Otobüs büyük bir hızla suya gömülmeye başladı. İlk önce ayaklarımıza kadar, sonra dizimize derken göğüs hizamıza kadar sular altında kaldık. Su dediğime bakmayın, televizyondan izlediğiniz gibi ya da tahmin ettiğiniz gibi değil, su değil tamamen çamur aslında sel dedikleri, çamurlar içinde kaldık. Otobüs devrilir gibi oldu, hava aşırı bulutluydu ve karanlıktı. Durmadan şimşek çakıyor ve feci bir şekilde yağmur devam ediyordu. Herkesin telefonu ıslandığı için bozulmuştu. Çantalar akbiller eşyalar suda yüzüyordu. Bayanlar çığlık atıyor, yaşlılar zor durumdaydı. Otobüs gittikçe su alıyordu. Sol tarafın camı tamamen suyun altında olduğumuzu gösteriyordu, camın kırılmasından korkuyorduk, kırılsa otobüs tamamen sular altında kalacaktı. Sonra otobüs devriliyor diye bi çığlık koptu, eğer devrilseydi zaten hepimiz ölecektik. Nefes almakta zorlanmaya başladık. Bir yandan soğukta ayrı sorun oluşturuyordu.
Otobüs şöförünün ve birkaç arkadaşın ıslanmaktan kurtulmuş cep telefonuyla polisi-acil servisleri-arkadaşlarımızı aradık. Daha sonra telefonlarda çekmemeye başladı. Titanik faciası böyle birşeymiş dedim içimden. Korkudan kimse ne yapacağını bilmiyordu. Fırtına yüzünden hiç bir yeri göremiyorduk zaten. Herkes ölümü bekliyordu.
Güç bela açtığımız ön kapıyla otobüsün üzerine çıktık boğulmamak için, bu sırada otobüs tekrar devrilme tehlikesi geçirdi. İnanılmaz bir akıntı vardı. Birisi düşse asla kurtulma şansı yoktu. Zaten çamur olduğu için batıp yok olması an meselesiydi. Elimiz kolumuz bağlı yardım beklemeye başladık. Üzerimize üzerimize yağan yağmur, esen buz gibi rüzgar, çakan şimşeklere rağmen şok içinde yardım bekliyorduk. Bizi kurtarmaya çalışan bir dozer daha yaklaşmaya bile gelemedi, sel yüzünden az daha devriliyordu, o umutta söndü.

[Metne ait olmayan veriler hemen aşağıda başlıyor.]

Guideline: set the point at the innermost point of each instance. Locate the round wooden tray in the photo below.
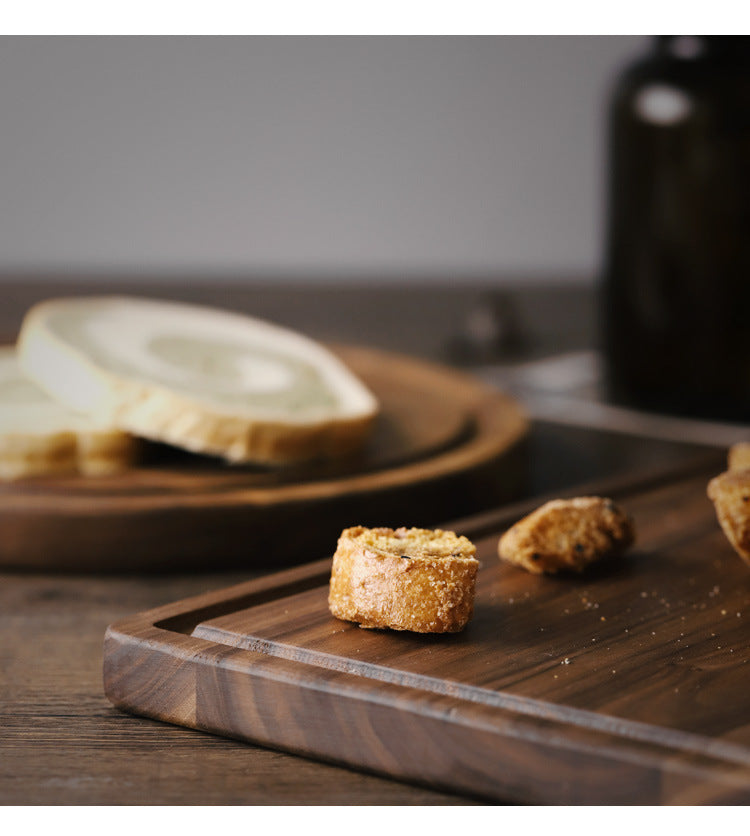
(445, 446)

Daha sonra yağmur durdu, yavaş yavaş sel çekilmeye başladı. 3 saatlik korku dolu anlar rahatlamaya başladı. Sel şiddeti iyice azalmaya başlayınca çevreden gelen vatandaşların uzattığı halat ile tek tek kurtulduk. Yanımızda batan, ortadan ikiye ayrılan, çamura batan araçların hattı hesabı yoktu. Çok felaket bir durumdu. Yan tarafımızda beyaz bir honda civicte vardı bu arada. Umarım bi zarar görmemiştir.
Hiçbir şekilde yardım almadık. Toplu konut çılgınlığı yüzünden herşey baştan savma yapıldı. ALT YAPI ÇALIŞMALARI SIFIR! BELEDİYE ÇALIŞMALARI SIFIR! KURTARMA EKİPLERİ GELMEDİ.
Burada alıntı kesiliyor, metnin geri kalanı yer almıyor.